Thanks to Karen Spears Zacharias and the folks at Zondervan for sending me a copy of Where’s Your Jesus Now?: Examining how Fear Erodes our Faith (Zondervan 2008).
I learned of this book through John Frye’s blog where he did a review of this book. His review interested me enough that I stepped out and asked the author if I could get a review copy to put up on my blog. Well, it was only a few days later the I found it in my mail box. So, I was glad to get into it strait away.
Where is your Jesus Now? is a series of essays Zacharias wrote in exploring the intersection of faith and fear and how letting fear control one’s life erode faith in God. She starts out with an essay about a guy named Eric Shannon who while a religious man ended up becoming an extremely controlling husband and father to the point that he developed a cult mentality that in the end cost him his life and the life of others. The question becomes how did a guy who was raised in the church become such a control freak and one willing to kill even his own mother if it came too it (though he didn’t but was killed in a shootout with the Police)? Fear. Eric Shannon and many others talked about in the book, even conservatives like Ann Coulter, let fear of differences and possibly even acceptance control their lives and how they interact with others. In the first essay Zacharias writes of Eric Shannon:
Eric’s Fundamentalist beliefs [he some how ended up following a strict form of legalistic Judaism] gave him the one thing he was searching for – justification. With God on his side, who could stand against him? Eric felt it was his right to intimidate others. He did so without fear of retaliation or repercussions because God was his defender. It was Eric and God against the world. Eric trusted no one, particularly not anyone affiliated with any government agencies [before he was killed they took his kids away – the shoot out was when he was trying to take them back]. [brackets mine] (13).

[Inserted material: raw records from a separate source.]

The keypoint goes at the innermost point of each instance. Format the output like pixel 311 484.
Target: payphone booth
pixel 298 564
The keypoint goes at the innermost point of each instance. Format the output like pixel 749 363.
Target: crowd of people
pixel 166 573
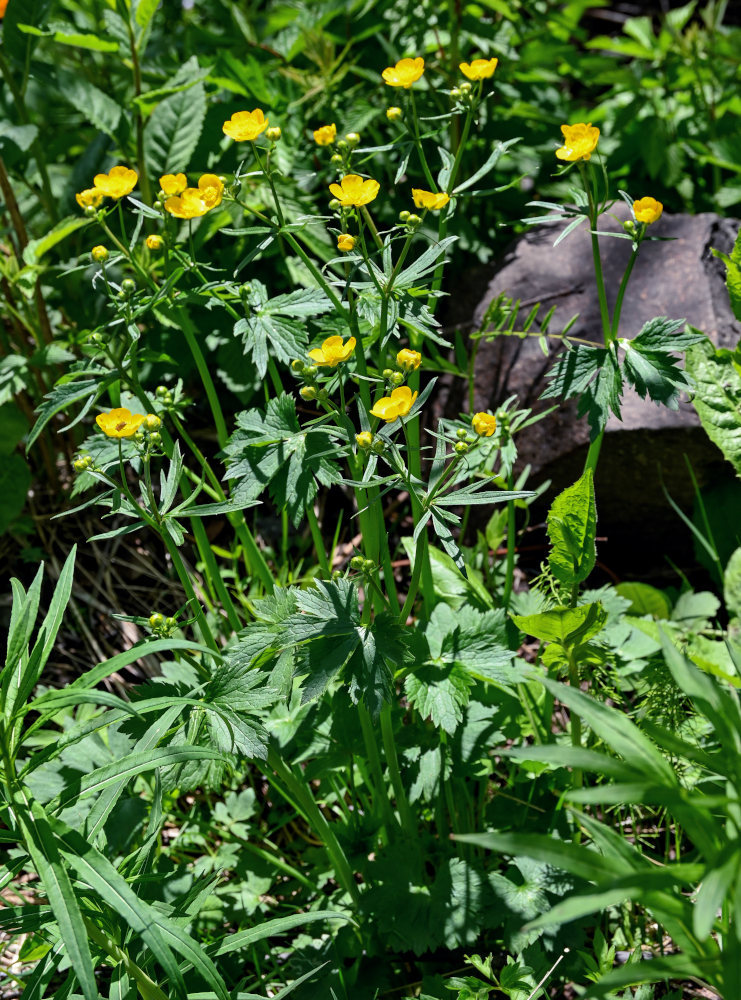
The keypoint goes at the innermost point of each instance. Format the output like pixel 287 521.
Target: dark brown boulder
pixel 680 279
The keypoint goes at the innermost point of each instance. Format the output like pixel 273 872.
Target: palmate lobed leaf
pixel 272 451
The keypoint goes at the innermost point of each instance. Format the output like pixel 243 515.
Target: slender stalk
pixel 381 798
pixel 316 819
pixel 316 536
pixel 392 762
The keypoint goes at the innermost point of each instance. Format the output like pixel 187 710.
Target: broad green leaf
pixel 594 375
pixel 566 626
pixel 145 11
pixel 439 693
pixel 88 100
pixel 276 328
pixel 718 397
pixel 272 450
pixel 733 275
pixel 571 525
pixel 173 131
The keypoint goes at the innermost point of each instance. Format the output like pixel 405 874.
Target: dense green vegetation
pixel 282 720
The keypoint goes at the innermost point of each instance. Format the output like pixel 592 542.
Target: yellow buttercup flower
pixel 194 202
pixel 120 422
pixel 408 360
pixel 484 424
pixel 647 210
pixel 325 135
pixel 353 191
pixel 119 181
pixel 173 184
pixel 479 69
pixel 430 199
pixel 90 196
pixel 245 126
pixel 579 141
pixel 398 404
pixel 332 352
pixel 404 73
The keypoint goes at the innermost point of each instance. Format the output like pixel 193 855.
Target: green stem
pixel 392 762
pixel 511 538
pixel 381 798
pixel 316 819
pixel 418 144
pixel 148 989
pixel 316 536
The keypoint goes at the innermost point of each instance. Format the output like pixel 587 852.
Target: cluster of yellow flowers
pixel 190 203
pixel 118 182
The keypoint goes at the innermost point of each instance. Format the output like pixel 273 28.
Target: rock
pixel 680 279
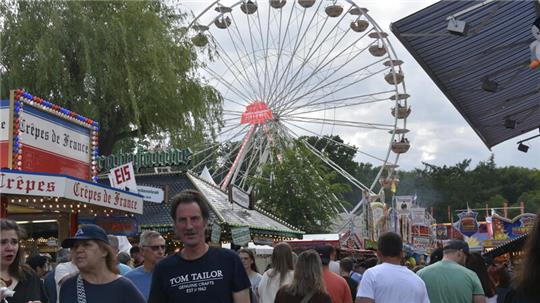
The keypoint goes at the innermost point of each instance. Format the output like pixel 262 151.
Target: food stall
pixel 48 170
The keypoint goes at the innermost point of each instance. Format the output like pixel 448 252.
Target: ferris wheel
pixel 291 69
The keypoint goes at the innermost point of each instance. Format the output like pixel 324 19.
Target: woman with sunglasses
pixel 152 247
pixel 98 279
pixel 13 275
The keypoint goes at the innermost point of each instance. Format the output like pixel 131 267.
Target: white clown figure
pixel 535 46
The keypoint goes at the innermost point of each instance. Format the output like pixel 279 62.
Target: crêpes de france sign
pixel 51 185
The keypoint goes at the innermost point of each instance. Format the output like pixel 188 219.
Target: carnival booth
pixel 48 171
pixel 234 218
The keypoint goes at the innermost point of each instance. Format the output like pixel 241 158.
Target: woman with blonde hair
pixel 307 285
pixel 98 279
pixel 280 274
pixel 18 284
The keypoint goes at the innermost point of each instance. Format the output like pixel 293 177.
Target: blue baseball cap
pixel 87 232
pixel 456 244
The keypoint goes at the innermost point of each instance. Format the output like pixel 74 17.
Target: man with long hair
pixel 198 273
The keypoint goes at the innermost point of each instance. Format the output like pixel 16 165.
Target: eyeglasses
pixel 156 247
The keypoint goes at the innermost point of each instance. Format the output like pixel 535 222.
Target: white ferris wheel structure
pixel 291 69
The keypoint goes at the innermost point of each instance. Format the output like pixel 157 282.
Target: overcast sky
pixel 439 134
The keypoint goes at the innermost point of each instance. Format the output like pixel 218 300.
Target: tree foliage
pixel 121 63
pixel 300 190
pixel 479 187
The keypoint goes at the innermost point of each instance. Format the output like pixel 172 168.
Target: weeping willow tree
pixel 121 63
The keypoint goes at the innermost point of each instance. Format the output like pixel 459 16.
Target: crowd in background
pixel 90 268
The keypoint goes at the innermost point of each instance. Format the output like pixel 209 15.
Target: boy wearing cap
pixel 337 287
pixel 449 281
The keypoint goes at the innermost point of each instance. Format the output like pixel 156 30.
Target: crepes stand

In doing this review and reflecting on this book from a pastoral point of view, I think acceptance is as much an issue as fear in this book. People who live in fear often long for but yet fear acceptance and so tend to isolate themselves and reject others. Does this make sense? Zacharias later shares:
In his paranoia-fueled fervor, Eric Shannon went in search of a God of retribution, and he missed the God of redemption altogether. But Eric isn’t the only one who has been waylaid by fear and despair. Lately it seems far too many of us are inclined to exploit faith as Eric did, relying on it as justification to disdain, dismiss, and destroy others. I’ve done it. You’ve probably done it too. (25)
With this the tone of the rest of the book is set: what is it that drives people to reject and control others and in many ways try to control God? Fear and despair. When we let fear control us we begin to lose faith and trust in God. When this happens life gets messy and it gets messy fast.
In my personal opinion, this book is in many ways prophetic. It’s prophetic in the OT prophets sense. The kind of prophetic speech that made the religious leaders nervous and embarrassed. Prophets are like a burr under the saddle – you just can’t get comfortable when they are around. Even so, Zacharias is witty, funny and a good story teller (one could easily laugh, cry, get angry, cheer or be silent and maybe even want to throw it at the wall when reading this book) – these things keep one distracted from the fact that the reader (either conservative or liberal) is constantly shifting in his or her seat because of the burr under the saddle. What is the burr? That at some point we need to let go of fear and lay hold of love and acceptance. That life isn’t just about us but about following the Lord and accepting others as God has accepted us. Let go of fear and lay hold of a God of redemption, forgiveness, and acceptance.
I highly recommend this book to those wanting to explore such issues.